Opened 3 years ago

Last modified 4 days ago

#19332 merge_ready enhancement

Add a BridgeDB module

Reported by: mrphs Owned by: karsten
Priority: Medium Milestone:
Component: Metrics/CollecTor Version:
Severity: Normal Keywords: metrics-roadmap-2019-q2, anti-censorship-roadmap-september, s30-o21a1
Cc: asn, metrics-team, gaba, cohosh, ahf, dgoulet, phw Actual Points:
Parent ID: #31274 Points: 8
Reviewer: irl Sponsor: Sponsor30-must

Description (last modified by irl)

While talking about making a PT infographic and interesting stats to point out, asn pointed out that there are no publicly available BridgeDB stats.

This can be useful in many different fronts, such as seeing the balance between usage and available resources.

This ticket is about adding a CollecTor module that will archive the stats exposed in #9316. The actual stats and format should be discussed in #9316 and may benefit from the discussion in #29315.

Child Tickets

Change History (37)

comment:1 Changed 9 months ago by gaba

Owner: isis deleted
Points: 1
Sponsor: Sponsor19
Status: newassigned

comment:2 Changed 9 months ago by karsten

Cc: metrics-team added

This looks like a duplicate of #9316. Should we close it?

Or is this ticket supposed to cover the publish part of the statistics exported in #9316? If so, we should move it to Metrics/CollecTor and set it to needs_information until there's something to publish.

comment:3 Changed 9 months ago by gaba

Component: Obfuscation/BridgeDBMetrics/CollecTor
Parent ID: #9316
Status: assignedneeds_information

Yes. I'm doing that and setting #9316 as a parent.

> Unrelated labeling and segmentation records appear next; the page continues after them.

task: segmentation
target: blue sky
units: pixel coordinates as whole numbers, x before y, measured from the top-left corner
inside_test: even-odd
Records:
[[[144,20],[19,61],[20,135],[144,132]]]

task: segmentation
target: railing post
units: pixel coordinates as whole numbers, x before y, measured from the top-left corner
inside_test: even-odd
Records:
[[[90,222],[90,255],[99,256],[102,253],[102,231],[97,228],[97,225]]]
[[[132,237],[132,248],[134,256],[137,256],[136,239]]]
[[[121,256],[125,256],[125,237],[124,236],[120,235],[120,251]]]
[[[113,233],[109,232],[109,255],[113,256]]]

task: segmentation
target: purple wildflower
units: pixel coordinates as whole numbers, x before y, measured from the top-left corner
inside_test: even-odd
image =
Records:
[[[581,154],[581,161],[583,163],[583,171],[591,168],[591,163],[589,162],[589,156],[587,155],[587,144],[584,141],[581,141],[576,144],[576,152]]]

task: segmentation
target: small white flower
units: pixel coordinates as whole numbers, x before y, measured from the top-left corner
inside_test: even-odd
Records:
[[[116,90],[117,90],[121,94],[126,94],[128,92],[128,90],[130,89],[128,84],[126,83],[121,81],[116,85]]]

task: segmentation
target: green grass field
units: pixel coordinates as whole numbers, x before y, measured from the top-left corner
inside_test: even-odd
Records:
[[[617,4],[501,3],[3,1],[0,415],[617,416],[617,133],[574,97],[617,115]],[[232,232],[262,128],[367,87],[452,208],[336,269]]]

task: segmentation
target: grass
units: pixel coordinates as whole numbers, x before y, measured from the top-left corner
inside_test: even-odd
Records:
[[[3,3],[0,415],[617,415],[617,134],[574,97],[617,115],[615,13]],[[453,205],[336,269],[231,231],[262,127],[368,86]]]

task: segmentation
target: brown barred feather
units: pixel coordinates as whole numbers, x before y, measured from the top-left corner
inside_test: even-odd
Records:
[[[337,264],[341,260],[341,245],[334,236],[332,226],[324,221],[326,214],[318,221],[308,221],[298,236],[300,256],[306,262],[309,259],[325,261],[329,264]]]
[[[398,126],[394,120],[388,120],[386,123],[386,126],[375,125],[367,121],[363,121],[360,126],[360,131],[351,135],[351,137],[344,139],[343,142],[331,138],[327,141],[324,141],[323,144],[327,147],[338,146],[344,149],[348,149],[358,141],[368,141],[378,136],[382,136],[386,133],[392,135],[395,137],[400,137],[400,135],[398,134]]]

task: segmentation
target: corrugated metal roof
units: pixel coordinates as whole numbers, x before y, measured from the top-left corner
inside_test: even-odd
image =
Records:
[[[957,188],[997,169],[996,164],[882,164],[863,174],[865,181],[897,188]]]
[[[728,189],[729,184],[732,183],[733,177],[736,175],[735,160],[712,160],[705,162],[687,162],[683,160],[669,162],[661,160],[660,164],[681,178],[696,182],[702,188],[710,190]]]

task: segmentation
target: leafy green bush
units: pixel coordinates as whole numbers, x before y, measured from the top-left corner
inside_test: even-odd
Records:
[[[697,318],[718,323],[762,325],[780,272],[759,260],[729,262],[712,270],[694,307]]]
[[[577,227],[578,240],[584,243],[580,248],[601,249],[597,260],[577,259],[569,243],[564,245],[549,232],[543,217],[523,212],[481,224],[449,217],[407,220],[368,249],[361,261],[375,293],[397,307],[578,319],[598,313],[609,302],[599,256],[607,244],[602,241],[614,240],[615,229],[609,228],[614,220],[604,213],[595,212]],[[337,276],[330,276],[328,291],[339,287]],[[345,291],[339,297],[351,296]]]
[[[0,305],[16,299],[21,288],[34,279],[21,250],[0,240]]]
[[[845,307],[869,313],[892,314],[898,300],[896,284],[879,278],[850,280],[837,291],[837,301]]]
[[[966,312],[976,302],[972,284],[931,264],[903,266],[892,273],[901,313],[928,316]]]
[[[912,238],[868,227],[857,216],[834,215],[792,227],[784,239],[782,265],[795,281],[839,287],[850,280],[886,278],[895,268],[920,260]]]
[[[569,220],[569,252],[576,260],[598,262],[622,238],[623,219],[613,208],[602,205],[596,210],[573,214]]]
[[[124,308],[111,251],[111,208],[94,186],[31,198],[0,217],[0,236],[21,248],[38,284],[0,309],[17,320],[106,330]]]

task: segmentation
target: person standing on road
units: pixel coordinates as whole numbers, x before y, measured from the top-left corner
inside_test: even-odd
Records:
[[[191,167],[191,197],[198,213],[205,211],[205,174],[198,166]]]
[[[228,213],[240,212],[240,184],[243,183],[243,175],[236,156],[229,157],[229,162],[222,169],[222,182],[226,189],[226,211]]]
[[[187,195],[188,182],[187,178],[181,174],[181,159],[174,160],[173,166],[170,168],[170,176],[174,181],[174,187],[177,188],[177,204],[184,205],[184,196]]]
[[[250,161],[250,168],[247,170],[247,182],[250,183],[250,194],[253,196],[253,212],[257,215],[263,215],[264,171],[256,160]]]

comment:4 Changed 9 months ago by gaba

Cc: gaba cohosh added

comment:5 Changed 9 months ago by notirl

Owner: set to metrics-team
Status: needs_informationassigned

comment:6 Changed 9 months ago by notirl

Status: assignedneeds_information

comment:7 Changed 8 months ago by irl

Cc: ahf dgoulet phw added
Description: modified (diff)
Keywords: metrics-roadmap-2019-q2 added; metrics removed
Parent ID: #9316
Points: 18
Status: needs_informationnew
Summary: Publish BridgeDB statsAdd a BridgeDB module
Type: defectenhancement

comment:8 Changed 5 months ago by gaba

Keywords: ex-sponsor-19 added

Adding the keyword to mark everything that didn't fit into the time for sponsor 19.

comment:9 Changed 5 months ago by phw

Sponsor: Sponsor19Sponsor30-must

Moving from Sponsor 19 to Sponsor 30.

comment:10 Changed 2 months ago by karsten

#9316 has been resolved recently which unblocks this ticket, AIUI.

comment:11 in reply to:  10 ; Changed 2 months ago by phw

Replying to karsten:

#9316 has been resolved recently which unblocks this ticket, AIUI.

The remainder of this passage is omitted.